Philopappou Hill, also known as Muses Hill, is steeped in history. It takes its name from Philopappos, an aristocrat whose death in 116 AD deeply saddened Athens. In his honour, the city and his sister, Balbilla, erected a grand tomb on the hill’s southwest slope. The marble structure, now known as the Philopappos Monument, still overlooks Athens today.

Beyond its historical significance, the hill played a pivotal role in shaping the city’s past. It was from here that Venetian forces bombarded the Parthenon during the 6th Venetian-Turkish War, causing much of the damage seen today. Some argue the attack originated from a nearby church in Plaka, but the scars on Athens remain the same.

On the south side of the hill, the Dora Stratou Theater hosts traditional Greek performances. The west side hides Socrates’ Prison—a lesser-known but intriguing site worth seeking out.

From the hilltop, I had a clear view of the Odeon of Herodes Atticus.

Odeon of Herodes Atticus: Music and Ruins

Built in 161 AD by Herodes Atticus in memory of his wife, Aspasia Annia Regilla, this grand theatre once held 5,000 spectators under a cedarwood roof. Destroyed in 267 AD by the Heruli, it lay in ruins until the 1950s, when restoration efforts revived its former glory. Today, it serves as the main venue for the Athens Festival, hosting renowned performances from May through October.

Avissynias Square: Athens’ Quirky Heart

After my hike, I spent the afternoon in Avissynias Square, a lively hub for antiques, handmade crafts, and local treasures. Here, restaurants line the square, offering budget-friendly meals and drinks. Nowhere else in Athens will you find a beer cheaper than 3 Euros.

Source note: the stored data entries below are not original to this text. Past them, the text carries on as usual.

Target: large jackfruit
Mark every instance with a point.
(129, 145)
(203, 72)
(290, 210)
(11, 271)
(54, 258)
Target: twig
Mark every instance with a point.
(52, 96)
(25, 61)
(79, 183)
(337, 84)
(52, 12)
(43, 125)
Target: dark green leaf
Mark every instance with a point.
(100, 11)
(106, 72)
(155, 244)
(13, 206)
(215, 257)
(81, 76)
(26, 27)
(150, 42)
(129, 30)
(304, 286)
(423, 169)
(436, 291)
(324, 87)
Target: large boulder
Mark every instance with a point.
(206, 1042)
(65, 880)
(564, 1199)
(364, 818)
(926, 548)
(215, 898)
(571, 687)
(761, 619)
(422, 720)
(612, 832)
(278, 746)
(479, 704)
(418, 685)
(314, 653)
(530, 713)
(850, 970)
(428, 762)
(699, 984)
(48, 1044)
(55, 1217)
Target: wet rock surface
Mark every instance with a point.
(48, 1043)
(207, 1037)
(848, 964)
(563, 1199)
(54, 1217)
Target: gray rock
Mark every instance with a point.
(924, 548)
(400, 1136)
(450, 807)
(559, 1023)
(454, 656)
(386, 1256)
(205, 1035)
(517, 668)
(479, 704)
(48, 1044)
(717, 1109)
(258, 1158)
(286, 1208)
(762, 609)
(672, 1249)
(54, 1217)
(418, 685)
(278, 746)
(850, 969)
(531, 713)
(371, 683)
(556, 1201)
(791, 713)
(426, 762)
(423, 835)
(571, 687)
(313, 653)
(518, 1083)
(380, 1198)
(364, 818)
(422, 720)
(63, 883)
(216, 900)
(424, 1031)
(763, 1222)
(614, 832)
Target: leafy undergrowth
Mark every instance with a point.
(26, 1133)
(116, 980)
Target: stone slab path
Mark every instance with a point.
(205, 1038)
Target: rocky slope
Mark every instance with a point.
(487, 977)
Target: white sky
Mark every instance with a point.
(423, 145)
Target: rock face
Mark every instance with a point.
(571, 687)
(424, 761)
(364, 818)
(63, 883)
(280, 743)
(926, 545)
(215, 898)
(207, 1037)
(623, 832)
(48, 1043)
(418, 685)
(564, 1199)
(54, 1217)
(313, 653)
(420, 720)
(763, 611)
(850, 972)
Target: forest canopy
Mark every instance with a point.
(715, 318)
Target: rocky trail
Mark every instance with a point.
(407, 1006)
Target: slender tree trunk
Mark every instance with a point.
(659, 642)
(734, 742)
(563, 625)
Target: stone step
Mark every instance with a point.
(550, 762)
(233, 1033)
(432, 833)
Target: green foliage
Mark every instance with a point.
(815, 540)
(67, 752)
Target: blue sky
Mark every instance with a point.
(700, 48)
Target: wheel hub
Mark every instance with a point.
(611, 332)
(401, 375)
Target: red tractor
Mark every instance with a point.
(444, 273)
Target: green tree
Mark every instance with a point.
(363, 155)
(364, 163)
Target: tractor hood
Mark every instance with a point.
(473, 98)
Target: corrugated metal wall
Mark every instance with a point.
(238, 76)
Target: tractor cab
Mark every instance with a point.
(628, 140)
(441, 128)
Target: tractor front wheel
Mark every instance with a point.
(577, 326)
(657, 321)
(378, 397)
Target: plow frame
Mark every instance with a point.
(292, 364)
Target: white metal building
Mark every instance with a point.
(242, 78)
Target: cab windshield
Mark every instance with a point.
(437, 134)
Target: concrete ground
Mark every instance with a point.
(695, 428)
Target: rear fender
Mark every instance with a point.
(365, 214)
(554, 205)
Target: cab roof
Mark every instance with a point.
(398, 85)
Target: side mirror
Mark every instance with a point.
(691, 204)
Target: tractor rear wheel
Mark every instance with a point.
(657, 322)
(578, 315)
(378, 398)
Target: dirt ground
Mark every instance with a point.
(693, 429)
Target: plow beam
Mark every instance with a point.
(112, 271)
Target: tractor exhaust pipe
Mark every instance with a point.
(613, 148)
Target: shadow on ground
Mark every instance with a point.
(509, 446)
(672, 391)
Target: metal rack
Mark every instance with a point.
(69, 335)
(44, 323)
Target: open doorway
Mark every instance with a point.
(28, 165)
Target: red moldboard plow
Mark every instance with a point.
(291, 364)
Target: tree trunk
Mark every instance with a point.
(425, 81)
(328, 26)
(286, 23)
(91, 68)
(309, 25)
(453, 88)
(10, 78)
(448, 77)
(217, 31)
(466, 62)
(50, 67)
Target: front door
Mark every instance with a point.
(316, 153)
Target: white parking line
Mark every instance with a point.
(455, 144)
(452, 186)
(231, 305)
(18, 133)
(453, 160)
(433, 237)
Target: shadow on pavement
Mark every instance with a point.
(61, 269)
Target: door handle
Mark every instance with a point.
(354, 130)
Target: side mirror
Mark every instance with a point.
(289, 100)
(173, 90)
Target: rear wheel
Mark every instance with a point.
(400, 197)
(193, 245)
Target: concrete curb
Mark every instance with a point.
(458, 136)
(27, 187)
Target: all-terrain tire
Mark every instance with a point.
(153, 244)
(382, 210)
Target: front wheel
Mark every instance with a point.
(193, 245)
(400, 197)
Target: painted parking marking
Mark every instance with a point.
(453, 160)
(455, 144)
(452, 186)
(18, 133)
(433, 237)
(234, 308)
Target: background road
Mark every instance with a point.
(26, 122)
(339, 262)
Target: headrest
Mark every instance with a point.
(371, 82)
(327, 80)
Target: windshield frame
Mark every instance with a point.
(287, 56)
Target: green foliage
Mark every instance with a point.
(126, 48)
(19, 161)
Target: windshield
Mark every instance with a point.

Locals here are animated, passionately debating and gesturing wildly as they seek agreement from those around them. It’s an amusing spectacle—half argument, half performance.

The square’s name possibly stems from an Ethiopian (Abyssinian) community that once lived in the area. During the Ottoman period, it was known as Manganaria, after a now-demolished church. Today, the flea market draws in collectors and bargain hunters, with everything from vintage coins to old books on sale.

Bedway Hostel: A Lesson in Hostel Etiquette

Back at the hostel, I settled in for the evening. Around 9:30 pm, new guests arrived—chatting, laughing, and carrying on as if they were the only ones in the room. After enduring it for a while, I pulled back my curtain and let them have it. Their response was instant—they backtracked, apologized, and quickly hushed. In the morning, I learned they were in town for a half marathon.

It always baffles me how some people treat shared hostel spaces like their personal playgrounds. A little consideration goes a long way.

Final Thoughts: A City of Gods, Myths, and History

Athens exceeded my expectations. As a student, I hated history, but as a traveller, I now see it as a collection of human stories. The influence of Greek and Roman civilizations is undeniable—their gods, their architecture, and their belief systems shaped the world we know today.

Greek Beliefs and Culture

The Ancient Greeks believed that prayers and offerings to the gods were necessary for protection and favour. Statues of deities filled temples and homes, where people left gifts to seek divine blessings.

Roman Influence and Legacy

Romans admired Greek aesthetics, engineering, and philosophy. They incorporated Greek design elements into their architecture, and their gods played an active role in daily life—mirroring Greek traditions with their own adaptations.

As I prepare to leave for Albania, I know Athens is a city I’ll return to. There is still so much to see, so many stories left untold. But for now, the journey continues.